Türkiye’de tüm unsurlarıyla sendikal düzen, bugün reflekslerini sermaye sınıfının eğilimlerine göre belirler hale gelmiştir.

Bunda, sendikalı kamu işçilerinin özelleştirmelerle sayılarının azalması ve Türk-İş sendikalarının temsil ettiği kamu işyerleri sendikacılığının etkisinin zayıflamasının bir payı vardır. Ancak, sermayenin uluslararası entegrasyonunun artması ve yabancı sermayenin yoğunlaşmasının, örgütlülüğün olduğu fabrikalarda ve işyerlerinde, sendikal pratiklere yansıyan sonuçları daha belirleyicidir.8 Bugün kıta Avrupası’nda Alman sendikalarının başını çektiği, sermayeyi kollayan sendikacılığın Türkiye’de giderek daha fazla etkili hale geldiği görülüyor. Bu, öncelikle işyerinde işçilerin kontrol edilmesi ile tanımlanabilecek sarı sendikacılıktan ötesine işaret etmektedir. Ayrıca, ücret sendikacılığının en radikal çıkışlarını da içerisinde barındırmaktadır.

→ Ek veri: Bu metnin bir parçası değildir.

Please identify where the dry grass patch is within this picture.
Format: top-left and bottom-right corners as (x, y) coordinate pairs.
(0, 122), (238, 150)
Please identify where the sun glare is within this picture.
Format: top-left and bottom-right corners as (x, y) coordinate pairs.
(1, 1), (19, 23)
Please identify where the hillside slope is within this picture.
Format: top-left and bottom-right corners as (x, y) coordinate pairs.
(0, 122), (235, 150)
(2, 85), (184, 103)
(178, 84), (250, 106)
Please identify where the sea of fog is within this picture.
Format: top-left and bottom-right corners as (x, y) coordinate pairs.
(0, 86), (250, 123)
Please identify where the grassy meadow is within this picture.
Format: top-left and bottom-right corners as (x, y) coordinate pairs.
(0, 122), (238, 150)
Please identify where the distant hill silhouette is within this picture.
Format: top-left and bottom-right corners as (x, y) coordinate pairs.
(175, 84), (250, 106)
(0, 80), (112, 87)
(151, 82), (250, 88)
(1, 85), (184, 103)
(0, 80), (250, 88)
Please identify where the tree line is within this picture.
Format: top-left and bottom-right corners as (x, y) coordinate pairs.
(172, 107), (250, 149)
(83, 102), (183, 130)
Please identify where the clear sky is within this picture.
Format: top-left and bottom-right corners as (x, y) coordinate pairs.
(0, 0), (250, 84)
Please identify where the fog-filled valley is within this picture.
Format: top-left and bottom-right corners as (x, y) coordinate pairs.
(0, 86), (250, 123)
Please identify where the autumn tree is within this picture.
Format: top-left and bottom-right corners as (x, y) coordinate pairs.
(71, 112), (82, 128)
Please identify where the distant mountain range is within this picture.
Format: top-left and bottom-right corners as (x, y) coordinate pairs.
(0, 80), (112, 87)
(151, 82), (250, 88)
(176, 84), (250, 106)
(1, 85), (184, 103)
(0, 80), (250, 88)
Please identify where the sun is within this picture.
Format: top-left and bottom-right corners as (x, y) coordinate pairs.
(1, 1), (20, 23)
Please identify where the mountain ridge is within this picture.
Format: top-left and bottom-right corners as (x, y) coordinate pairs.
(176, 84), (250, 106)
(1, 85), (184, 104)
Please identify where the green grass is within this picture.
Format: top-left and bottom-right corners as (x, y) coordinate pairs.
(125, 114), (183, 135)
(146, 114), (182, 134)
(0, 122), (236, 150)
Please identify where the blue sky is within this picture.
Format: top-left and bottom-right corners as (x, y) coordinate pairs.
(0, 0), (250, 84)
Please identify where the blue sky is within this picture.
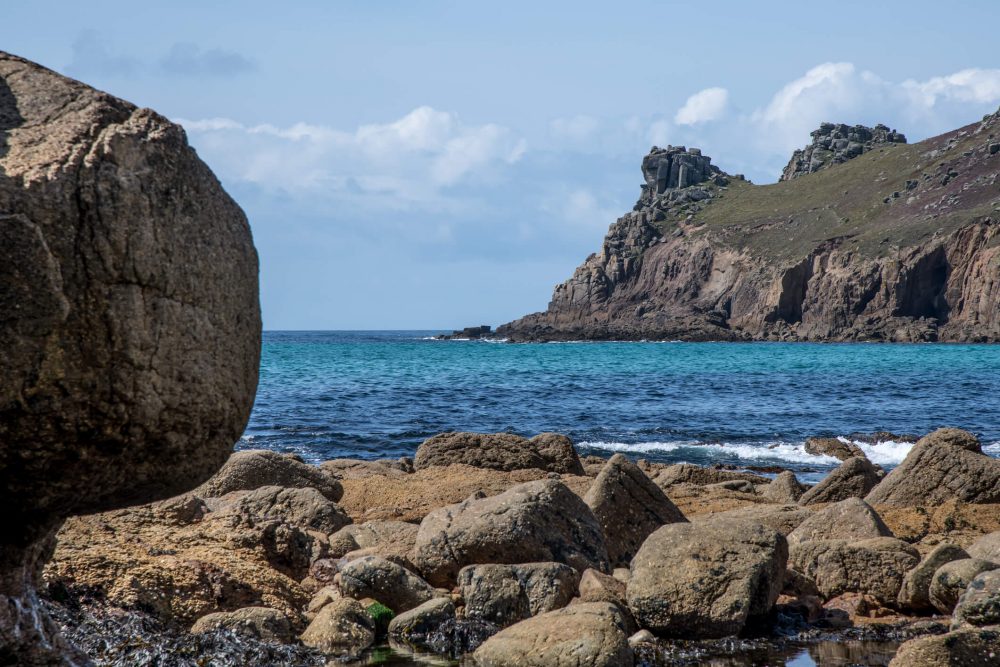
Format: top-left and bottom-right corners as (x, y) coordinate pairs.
(0, 0), (1000, 329)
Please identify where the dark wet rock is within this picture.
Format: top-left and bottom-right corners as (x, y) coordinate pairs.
(788, 537), (920, 607)
(458, 563), (580, 627)
(954, 569), (1000, 627)
(389, 597), (455, 646)
(928, 558), (1000, 614)
(413, 433), (583, 475)
(760, 470), (806, 503)
(216, 486), (351, 533)
(335, 556), (435, 613)
(196, 449), (344, 502)
(474, 602), (633, 667)
(805, 438), (865, 461)
(788, 498), (893, 546)
(191, 607), (293, 644)
(799, 456), (882, 505)
(299, 598), (375, 657)
(889, 628), (1000, 667)
(627, 520), (788, 638)
(0, 52), (260, 663)
(411, 480), (610, 586)
(898, 544), (969, 611)
(780, 123), (906, 181)
(865, 428), (1000, 506)
(583, 454), (687, 566)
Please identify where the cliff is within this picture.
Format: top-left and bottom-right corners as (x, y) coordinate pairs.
(497, 112), (1000, 342)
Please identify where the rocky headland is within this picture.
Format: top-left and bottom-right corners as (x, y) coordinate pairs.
(29, 429), (1000, 667)
(497, 112), (1000, 342)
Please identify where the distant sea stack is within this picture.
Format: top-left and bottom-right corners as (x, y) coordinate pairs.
(496, 112), (1000, 342)
(0, 52), (261, 665)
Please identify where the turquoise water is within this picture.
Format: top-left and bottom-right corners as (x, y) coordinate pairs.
(241, 331), (1000, 476)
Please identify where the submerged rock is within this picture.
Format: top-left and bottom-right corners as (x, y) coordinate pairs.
(413, 433), (583, 475)
(411, 480), (610, 586)
(865, 428), (1000, 506)
(627, 520), (788, 639)
(583, 454), (687, 566)
(0, 52), (260, 664)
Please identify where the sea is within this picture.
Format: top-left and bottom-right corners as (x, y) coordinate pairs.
(238, 331), (1000, 481)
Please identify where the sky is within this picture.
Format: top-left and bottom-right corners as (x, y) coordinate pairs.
(0, 0), (1000, 330)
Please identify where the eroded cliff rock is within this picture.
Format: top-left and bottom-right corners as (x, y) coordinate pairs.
(497, 112), (1000, 341)
(0, 52), (260, 665)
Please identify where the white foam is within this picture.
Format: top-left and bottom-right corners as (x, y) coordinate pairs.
(837, 436), (914, 466)
(579, 440), (840, 465)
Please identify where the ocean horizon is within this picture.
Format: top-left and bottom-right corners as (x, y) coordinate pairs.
(244, 329), (1000, 481)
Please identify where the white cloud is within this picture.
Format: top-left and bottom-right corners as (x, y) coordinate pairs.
(178, 106), (527, 207)
(674, 88), (729, 125)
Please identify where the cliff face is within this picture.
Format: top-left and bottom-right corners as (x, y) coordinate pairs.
(497, 112), (1000, 341)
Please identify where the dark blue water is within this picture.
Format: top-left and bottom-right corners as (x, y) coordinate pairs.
(241, 331), (1000, 478)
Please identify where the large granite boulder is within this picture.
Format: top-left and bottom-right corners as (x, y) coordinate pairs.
(788, 537), (920, 607)
(627, 520), (788, 639)
(928, 558), (1000, 614)
(0, 52), (260, 663)
(458, 563), (590, 627)
(865, 428), (1000, 506)
(473, 602), (634, 667)
(413, 432), (583, 475)
(799, 456), (882, 505)
(197, 449), (344, 502)
(898, 543), (969, 611)
(788, 498), (893, 545)
(410, 479), (609, 586)
(583, 454), (687, 566)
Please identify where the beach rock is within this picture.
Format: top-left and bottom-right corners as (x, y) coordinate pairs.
(865, 428), (1000, 506)
(788, 498), (893, 546)
(788, 537), (920, 607)
(928, 558), (1000, 614)
(583, 454), (687, 565)
(760, 470), (806, 503)
(898, 544), (969, 611)
(410, 480), (610, 586)
(805, 438), (865, 461)
(413, 432), (583, 475)
(0, 52), (260, 663)
(473, 602), (634, 667)
(299, 598), (375, 657)
(338, 463), (594, 524)
(217, 486), (351, 533)
(458, 563), (580, 627)
(653, 463), (771, 491)
(799, 456), (882, 505)
(968, 531), (1000, 563)
(191, 607), (294, 644)
(627, 520), (788, 639)
(389, 597), (455, 646)
(336, 556), (435, 614)
(954, 569), (1000, 627)
(330, 521), (420, 559)
(889, 628), (1000, 667)
(319, 459), (409, 479)
(196, 449), (344, 502)
(577, 569), (628, 609)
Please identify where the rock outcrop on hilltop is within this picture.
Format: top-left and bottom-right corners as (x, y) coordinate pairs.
(0, 52), (260, 665)
(497, 112), (1000, 341)
(781, 123), (906, 181)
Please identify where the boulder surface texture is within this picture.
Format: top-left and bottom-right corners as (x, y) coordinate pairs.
(0, 52), (261, 664)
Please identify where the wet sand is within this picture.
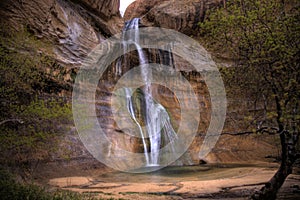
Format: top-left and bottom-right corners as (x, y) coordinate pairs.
(48, 165), (300, 200)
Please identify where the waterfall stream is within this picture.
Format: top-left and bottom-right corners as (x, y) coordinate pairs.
(116, 18), (177, 166)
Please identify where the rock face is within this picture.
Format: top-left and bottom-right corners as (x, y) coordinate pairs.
(0, 0), (123, 65)
(124, 0), (168, 21)
(125, 0), (224, 36)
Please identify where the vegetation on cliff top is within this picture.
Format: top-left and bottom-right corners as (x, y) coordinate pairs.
(0, 29), (71, 172)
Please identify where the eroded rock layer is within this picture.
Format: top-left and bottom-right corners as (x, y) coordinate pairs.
(0, 0), (123, 65)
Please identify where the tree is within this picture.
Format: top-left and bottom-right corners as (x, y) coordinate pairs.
(200, 0), (300, 199)
(0, 26), (72, 173)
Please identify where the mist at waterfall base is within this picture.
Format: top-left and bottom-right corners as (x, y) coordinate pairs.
(116, 18), (177, 167)
(72, 16), (226, 173)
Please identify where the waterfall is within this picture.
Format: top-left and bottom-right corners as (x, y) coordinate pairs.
(116, 18), (177, 166)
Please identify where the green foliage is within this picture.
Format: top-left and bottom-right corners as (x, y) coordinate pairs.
(0, 29), (72, 167)
(200, 0), (300, 132)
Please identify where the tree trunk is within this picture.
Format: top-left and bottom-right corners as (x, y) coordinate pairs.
(250, 131), (295, 200)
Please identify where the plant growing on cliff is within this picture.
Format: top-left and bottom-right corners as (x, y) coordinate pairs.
(200, 0), (300, 199)
(0, 29), (71, 172)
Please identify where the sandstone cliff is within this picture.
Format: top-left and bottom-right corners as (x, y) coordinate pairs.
(0, 0), (123, 66)
(125, 0), (224, 35)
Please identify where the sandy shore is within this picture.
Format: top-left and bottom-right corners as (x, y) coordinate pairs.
(44, 164), (300, 200)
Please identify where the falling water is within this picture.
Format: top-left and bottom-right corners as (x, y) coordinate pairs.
(116, 18), (177, 166)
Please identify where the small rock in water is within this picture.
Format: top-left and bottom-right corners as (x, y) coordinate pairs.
(199, 159), (207, 165)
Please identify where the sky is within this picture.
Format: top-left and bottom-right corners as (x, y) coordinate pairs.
(120, 0), (135, 16)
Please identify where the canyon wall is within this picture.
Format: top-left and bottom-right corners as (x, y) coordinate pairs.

Bu çerçevede, Türkiye’de sermaye sınıfının ağırlığının şalterlerin inmesinden yana olmaması, sendikaların salgın sırasında çok kötü sınav vermesinin temel nedenidir. Dönemin belirsizliklere yol açabilecek öngörülemeyen özellikleri, patronları rahatsız edebilecek mücadele pratiklerinden ve söylemlerden kaçınılmasına yol açmıştır.

Türkiye’de sendikal düzende ilk çatırdama, nesnelliğin sunduğu büyük olanaklarla 60’larda ortaya çıkmış ve DİSK’in özel sektör işyerlerinde verdiği mücadelede kristalize olmuştu. Sendikal düzendeki bu çatlak 1980 Darbesi ile kapatılmıştı. Şimdi Türkiye’de ama aynı anda dünyada da kapitalizmin virüs salgını ile derinleşen büyük krizi ile emekçilerin sendikal düzeni zorlayacak ve yer yer çatlatacak mücadelelerine alan açılmaktadır. Doğrudan patronları, sermaye sınıfını ve kapitalizmi hedef alan yeni bir emek mücadelesinin zemini, bundan iki ay öncesine göre kat be kat güçlenmiştir ve mevcut sendikaların nüfuz etmekte zorlandığı sektörlerden başlayarak karşılığını hızla yaratacaktır.